Le Contrôleur Ingress dans Kubernetes : Pilier de la Gestion des Traitements HTTP/S
L'Ingress Controller : Le Point d'Entrée de Votre Cluster
L'Ingress Controller est le premier composant que je configure après le déploiement d'un cluster Kubernetes. C'est lui qui route le trafic HTTP/S externe vers vos services. Et le choix du controller, ainsi que sa configuration, a un impact direct sur la performance, la sécurité et la fiabilité de vos applications.
Mon Choix : NGINX Ingress Controller
Après avoir testé NGINX, Traefik, HAProxy, et l'AWS ALB Ingress Controller, mon choix par défaut est NGINX Ingress Controller. Les raisons :
- Maturité : c'est le plus ancien et le plus testé en production
- Configuration : les annotations permettent un contrôle fin du routage
- Performance : NGINX est un reverse proxy éprouvé qui gère des milliers de requêtes par seconde
- Communauté : la documentation et le support communautaire sont excellents
Chez un client e-commerce, NGINX Ingress routait le trafic de 3 000 requêtes par seconde vers 15 services différents, avec du rate limiting, de la réécriture d'URL, et de la terminaison TLS. Tout ça avec 2 réplicas qui consommaient moins de 500 Mo de RAM chacun.
Le Combo Ingress + Cert-Manager
L'un des patterns les plus puissants que je déploie systématiquement : NGINX Ingress Controller + cert-manager pour le TLS automatique via Let's Encrypt.

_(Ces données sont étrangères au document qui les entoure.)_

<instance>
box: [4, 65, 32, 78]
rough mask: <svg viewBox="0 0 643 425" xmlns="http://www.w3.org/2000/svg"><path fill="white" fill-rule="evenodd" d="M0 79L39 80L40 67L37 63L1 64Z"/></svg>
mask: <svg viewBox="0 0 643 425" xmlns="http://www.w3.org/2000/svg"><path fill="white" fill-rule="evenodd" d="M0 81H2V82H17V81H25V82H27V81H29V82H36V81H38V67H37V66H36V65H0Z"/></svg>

Le workflow est simple :
- Vous créez une ressource Ingress avec l'annotation
cert-manager.io/cluster-issuer: letsencrypt-prod - Cert-manager détecte l'annotation, demande un certificat à Let's Encrypt
- Le certificat est stocké dans un Secret Kubernetes
- NGINX Ingress utilise automatiquement ce certificat pour la terminaison TLS
Sur le site WizOps.fr lui-même, c'est exactement ce setup qui tourne. Le certificat TLS est renouvelé automatiquement 30 jours avant expiration, sans aucune intervention manuelle.
Les Cas Spéciaux
AWS : ALB Ingress Controller
Sur EKS, j'utilise parfois l'AWS Load Balancer Controller qui crée des ALB (Application Load Balancers) natifs AWS au lieu de passer par NGINX. L'avantage : intégration native avec WAF, Shield, et ACM (pour les certificats). L'inconvénient : chaque Ingress crée un ALB, et chaque ALB coûte environ 20 dollars par mois.

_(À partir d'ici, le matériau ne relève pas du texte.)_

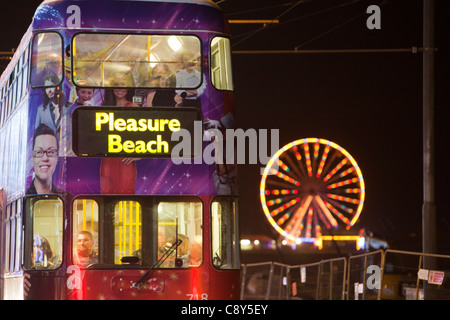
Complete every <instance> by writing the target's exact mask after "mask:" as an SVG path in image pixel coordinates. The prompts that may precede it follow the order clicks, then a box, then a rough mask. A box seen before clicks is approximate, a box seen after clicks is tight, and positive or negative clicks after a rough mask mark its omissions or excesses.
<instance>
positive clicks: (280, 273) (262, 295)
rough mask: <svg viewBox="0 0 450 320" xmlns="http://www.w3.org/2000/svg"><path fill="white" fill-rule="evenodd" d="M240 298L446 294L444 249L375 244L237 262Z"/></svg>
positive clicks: (448, 278) (447, 285) (347, 296)
mask: <svg viewBox="0 0 450 320" xmlns="http://www.w3.org/2000/svg"><path fill="white" fill-rule="evenodd" d="M241 278H242V279H241V280H242V282H241V299H243V300H255V299H257V300H263V299H264V300H424V299H425V300H450V255H438V254H423V253H419V252H410V251H399V250H389V249H388V250H385V251H383V250H378V251H374V252H369V253H364V254H359V255H355V256H351V257H349V258H336V259H328V260H322V261H319V262H315V263H309V264H302V265H286V264H281V263H277V262H262V263H252V264H244V265H242V272H241Z"/></svg>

Mon approche : un ALB pour les services publics (avec WAF activé) et NGINX pour le routage interne.
Le Sidecar NGINX
Chez une startup e-commerce, nous avions un pattern particulier : un container NGINX sidecar dans chaque pod applicatif pour servir les assets statiques et faire du caching. L'Ingress Controller routait vers le sidecar NGINX, qui forward ensuite au container applicatif. Ce pattern a réduit la latence de 40% sur les pages avec beaucoup de CSS/JS.
Bonnes Pratiques de Configuration
Rate Limiting
Toujours configurer un rate limiting sur les endpoints publics pour se protéger contre les abus et les DDoS légers. L'annotation nginx.ingress.kubernetes.io/limit-rps est votre amie.
Health Checks
Configurer des health checks backend personnalisés pour que l'Ingress ne route pas le trafic vers des pods en erreur. Les readiness probes des pods sont utilisées par défaut, mais des checks supplémentaires au niveau Ingress ajoutent une couche de protection.
Logs et Monitoring
Activer les access logs de l'Ingress Controller et les envoyer vers Loki. Ces logs sont précieux pour le debugging, l'analyse de trafic, et la détection d'anomalies. J'ai résolu de nombreux problèmes de production en analysant les patterns de requêtes dans les logs Ingress.
L'Ingress Controller est le portail de votre cluster. Prenez le temps de le configurer correctement, c'est un investissement qui rapporte sur chaque requête que votre application reçoit.